Spectral, magnetic and thermal characterisation of new Co(II), Ni(II) and Cu(II) complexes with Schiff base 5-bromo-N,N′-bis-(salicylidene)-o-tolidine

Starting from 5-bromo-N,N′-bis-(salicylidene)-o-tolidine (H2L) new complexes with Co(II), Ni(II) and Cu(II) were synthesised and characterised.
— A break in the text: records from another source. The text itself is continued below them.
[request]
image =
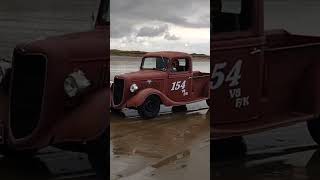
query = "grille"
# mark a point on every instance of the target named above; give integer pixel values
(27, 88)
(118, 91)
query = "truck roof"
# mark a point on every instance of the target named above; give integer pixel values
(168, 54)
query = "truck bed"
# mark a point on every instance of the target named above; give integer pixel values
(278, 39)
(290, 72)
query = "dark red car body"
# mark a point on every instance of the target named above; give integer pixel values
(35, 111)
(159, 83)
(273, 80)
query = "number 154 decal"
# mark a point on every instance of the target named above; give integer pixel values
(219, 76)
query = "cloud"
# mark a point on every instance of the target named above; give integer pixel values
(170, 37)
(156, 23)
(152, 31)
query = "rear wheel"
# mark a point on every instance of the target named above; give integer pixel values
(179, 108)
(314, 129)
(150, 107)
(208, 102)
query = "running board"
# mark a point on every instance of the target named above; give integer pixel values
(258, 125)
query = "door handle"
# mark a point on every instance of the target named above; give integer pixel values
(255, 51)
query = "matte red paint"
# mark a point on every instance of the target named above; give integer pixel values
(280, 74)
(197, 83)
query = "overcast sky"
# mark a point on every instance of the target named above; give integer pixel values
(153, 25)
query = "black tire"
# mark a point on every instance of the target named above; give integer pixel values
(98, 155)
(12, 153)
(208, 101)
(230, 148)
(314, 129)
(150, 107)
(115, 111)
(182, 108)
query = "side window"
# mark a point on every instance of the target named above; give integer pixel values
(231, 15)
(180, 65)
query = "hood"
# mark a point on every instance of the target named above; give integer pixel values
(75, 46)
(144, 75)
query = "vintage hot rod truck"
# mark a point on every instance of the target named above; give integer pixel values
(260, 79)
(56, 92)
(164, 78)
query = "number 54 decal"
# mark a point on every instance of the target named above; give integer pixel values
(233, 76)
(178, 85)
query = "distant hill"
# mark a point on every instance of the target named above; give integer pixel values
(116, 52)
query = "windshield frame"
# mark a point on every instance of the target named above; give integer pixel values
(104, 9)
(165, 60)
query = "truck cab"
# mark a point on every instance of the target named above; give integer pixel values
(164, 78)
(54, 91)
(260, 79)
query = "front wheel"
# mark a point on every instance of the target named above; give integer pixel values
(150, 107)
(314, 129)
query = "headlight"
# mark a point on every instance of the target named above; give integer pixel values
(134, 87)
(4, 66)
(75, 83)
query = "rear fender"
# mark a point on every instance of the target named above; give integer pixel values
(87, 121)
(141, 96)
(308, 100)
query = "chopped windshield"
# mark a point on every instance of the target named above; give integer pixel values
(155, 63)
(104, 16)
(231, 15)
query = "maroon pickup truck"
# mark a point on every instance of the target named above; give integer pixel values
(164, 78)
(260, 79)
(55, 92)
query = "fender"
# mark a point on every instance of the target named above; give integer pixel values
(85, 122)
(141, 96)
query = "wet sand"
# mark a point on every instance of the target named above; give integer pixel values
(24, 21)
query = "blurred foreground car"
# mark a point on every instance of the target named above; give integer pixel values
(56, 92)
(260, 79)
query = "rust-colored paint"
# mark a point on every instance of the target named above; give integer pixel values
(88, 117)
(155, 82)
(278, 83)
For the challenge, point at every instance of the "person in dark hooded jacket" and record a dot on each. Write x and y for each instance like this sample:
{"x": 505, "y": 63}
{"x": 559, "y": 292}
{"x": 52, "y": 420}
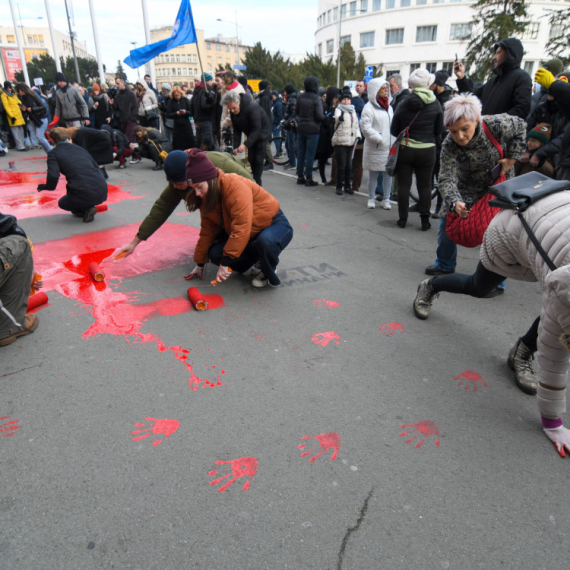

The features of complexes have been assigned from microanalytical, IR, UV–Vis–NIR and EPR spectra, magnetic data at room temperature as well as thermal analysis. IR data are in accordance with bischelate nature of the deprotonated ligand that coordinates through azomethinic nitrogen and phenolic oxygen. The electronic spectra display the characteristic pattern of tetrahedral stereochemistry for [CoL]·H2O complex and octahedral one for [NiL(OH2)2]·H2O complex. The electronic spectra correlated with magnetic susceptibility measurements indicate a square-planar surrounding for [ML] (M:Ni, Cu) species, while the EPR spectrum of copper complex sustains the proposed stereochemistry. The thermal analysis evidenced that thermal transformations are complex processes according to TG, DTA and DTG curves including (crystallization or coordination) water elimination, thermolyses and oxidative degradation of Schiff base. All these processes lead to the most stable metallic oxides as final product.

Physico-chemical and thermal characterisation of new Co(II) complexes with pyrazole derivatives

Four new complexes having general formula [CoL2(acr)2] (L: 1H-pyrazole (Hpz) (1); 3-methyl-1H-pyrazole (3-Me-Hpz) (2); 4-methyl-1H-pyrazole (4-Me-Hpz) (3); 3,5-dimethyl-1H-pyrazole (Hdmpz) (4); acr: acrylato ion) were synthesised and characterised. The infrared and UV–vis spectral data indicate that these pyrazole derivatives act as unidentate while acrylato ions act as bidentate chelate ligands generating Co(II) complexes with octahedral stereochemistry. TG experiments revealed the nature of complex species as anhydrous and confirmed those compositions. The biological assays revealed a good activity against Bacillus subtilis for all complexes.